HUL is renovating its market strategy

Stung by the sustained loss of market share to regional players, Hindustan Unilever, India’s largest FMCG firm, is now drawing up district-wise distribution & pricing plans
Regional players have hit Hindustan Unilever (HUL) where it hurts the most.
Personal care products, the firm’s most profitable segment, has been losing market share consistently over the past several quarters.
The first quarter of this financial year hasn’t been too exciting either. Domestic sales grew by 12.8 per cent, with underlying volume growth of about 2 per cent. Though that was a distinct improvement as volumes had declined by about 4 per cent in the previous quarter, the country’s largest fast moving consumer goods company isn’t happy. So HUL is fighting back.
But to understand its new strategy, let’s look at what the competition has been doing of late. Chennai-based CavinKare, the second largest manufacturer and marketer of shampoo in India with brands like Chik, Nyle, Meera and Karthika, came out with single serve packs to make inroads into a market dominated by multinationals like Hindustan Unilever’s Sunsilk and Clinic All Clear.
Similarly, Anchor Health & Beauty Care took on HUL’s Pepsodent and Close-up by launching 100 per cent vegetarian Anchor toothpaste. It also forced the market leader to drop prices to retain consumer loyalty.
In detergents, too, smaller regional players like Ghadi, Sasa and Power have dented the volumes and market share of HUL’s Rs 2000 crore detergent brand Wheel. Likewise, in soaps, Wipro Consumer Care and Lighting’s Santoor has now become the largest soap brand in South India and Godrej Consumer Products Godrej No 1 is the market leader in the lucrative Northern market.
Stung by the loss of market share, HUL is now tweaking its go-to-market strategy by focusing on individual states and even districts. The strategy is ‘glocal’ – think global, act local. There are three key things that they are trying to do.
The first is winning state by state. Each state presents a different nature of competition and a different growth challenge whether it is increasing penetration or driving consumption through deployment of the relevant portfolio.
The state led distribution strategy will give the Anglo Dutch Unilever’s Indian unit an opportunity to play out its full portfolio of brands to arrest its falling market share and volumes as consumers were down-trading to smaller regional brands. The company is now strengthening its regional brands like Hamam in Tamil Nadu; Rexona in Andhra Pradesh and Karnataka; Breeze in the Hindi belt and Sunlight in Kerala and West Bengal.
The maker of Lifebuoy, Wheel and Lux is also playing the pricing game – it has already reduced the price of Lifebuoy by Re 1. This was necessary as the latest Nielsen data showed that Lifebuoy has lost value market share and was down 176 basis points year-on-year (y-o-y). Likewise in detergents, volumes declined 8.8 per cent y-o-y over the same period, last year.
That’s something the company wants to correct as fast as possible. The stakes are high indeed – for example, Wheel is a crucial volume grosser for the company and HUL has no option but to ensure that consumers stay with the brand.
So HUL has identified “right pricing” as a primary tool to increase its competitiveness in a market where most of its brands were losing customers to their rivals.
A key enabler to “right-pricing” is reducing the cycle time substantially. What this translates into is a more flexible supply chain at the backend, consolidation of distributors, reduction of inventories at distributor points, more frequent despatches and therefore greater speed at the front end.

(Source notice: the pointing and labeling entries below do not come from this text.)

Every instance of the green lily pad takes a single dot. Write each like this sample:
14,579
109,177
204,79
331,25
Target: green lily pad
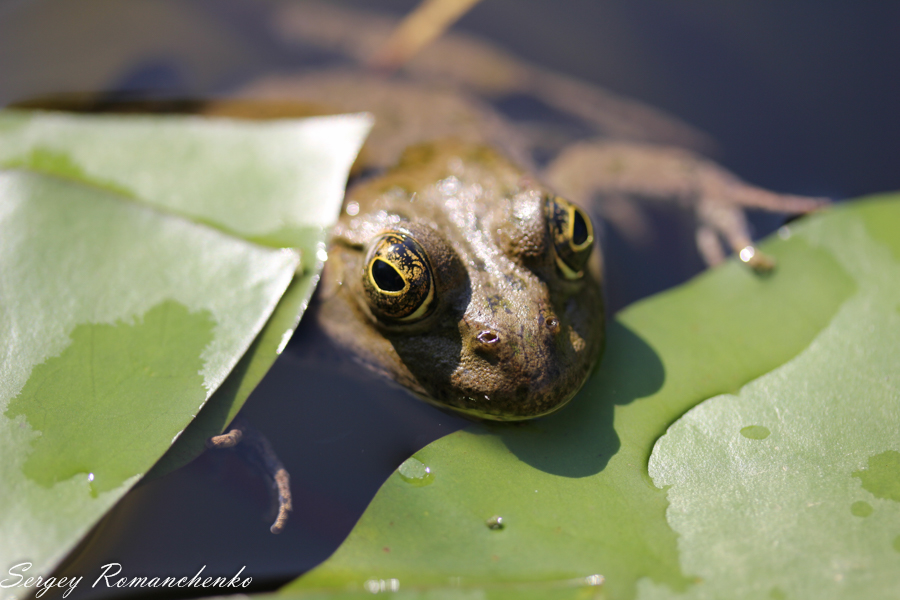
573,489
822,492
127,296
120,322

The second part of the strategy is greater focus on Return on Marketing Investment. HUL is looking at different aspects like promotion, distribution and advertising to understand what drives growth and how much growth. They have developed a model and are using this across the company to make decisions of investment dynamically. Based on this they have substantially increased investments on our brands.

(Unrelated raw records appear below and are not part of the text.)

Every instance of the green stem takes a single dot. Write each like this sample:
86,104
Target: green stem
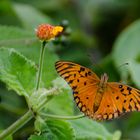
62,117
40,64
18,124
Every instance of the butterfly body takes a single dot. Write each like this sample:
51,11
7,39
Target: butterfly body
97,98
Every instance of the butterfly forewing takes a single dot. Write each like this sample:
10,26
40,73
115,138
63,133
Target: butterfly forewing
83,82
98,99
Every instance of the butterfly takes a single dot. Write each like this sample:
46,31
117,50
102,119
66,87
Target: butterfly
97,98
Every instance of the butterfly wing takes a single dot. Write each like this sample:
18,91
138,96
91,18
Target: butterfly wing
117,100
83,82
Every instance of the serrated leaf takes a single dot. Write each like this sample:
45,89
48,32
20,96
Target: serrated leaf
127,50
36,17
55,130
87,129
25,42
17,72
63,102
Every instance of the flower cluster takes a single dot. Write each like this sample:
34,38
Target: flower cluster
46,31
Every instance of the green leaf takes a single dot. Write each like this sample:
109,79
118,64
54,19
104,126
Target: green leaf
17,72
87,129
127,50
63,102
55,130
12,35
36,17
25,42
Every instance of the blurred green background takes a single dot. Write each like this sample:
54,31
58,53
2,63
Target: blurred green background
99,34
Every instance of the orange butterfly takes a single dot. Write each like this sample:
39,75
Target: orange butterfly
97,98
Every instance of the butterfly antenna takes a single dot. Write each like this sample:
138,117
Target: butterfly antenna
125,64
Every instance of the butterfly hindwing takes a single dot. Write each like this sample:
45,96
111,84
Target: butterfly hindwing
98,99
83,83
118,99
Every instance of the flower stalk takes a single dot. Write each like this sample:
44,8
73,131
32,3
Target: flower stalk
40,64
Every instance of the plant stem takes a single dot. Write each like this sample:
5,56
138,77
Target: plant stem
62,117
40,64
18,124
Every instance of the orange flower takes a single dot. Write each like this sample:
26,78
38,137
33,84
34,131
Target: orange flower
46,32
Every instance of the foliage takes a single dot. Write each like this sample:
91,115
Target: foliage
99,32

The third part of HUL’s strategy is increasing the quality and speed of innovations and launches that it brings to the market. In the just concluded quarter, the company’s y-o-y advertising spends increased by 26 per cent.
During the quarter-ending June 30, 2009, the company stepped up its investment on brands. The quarter also saw activities across segments – in soaps, Lifebuoy and Liril were re-launched; and in shampoo, Clinic All Clear was relaunched. There were new brand launches – Ponds White Beauty, the premium skin lightening cream, and Vaseline Healthy White body lotion.
A global brand Cif, in the surface cleaning segment was introduced. In oral care, Pepsodent returned with its orginal proposition of fighting germs for longer hours. And Wheel saw its net content (grammage) increase.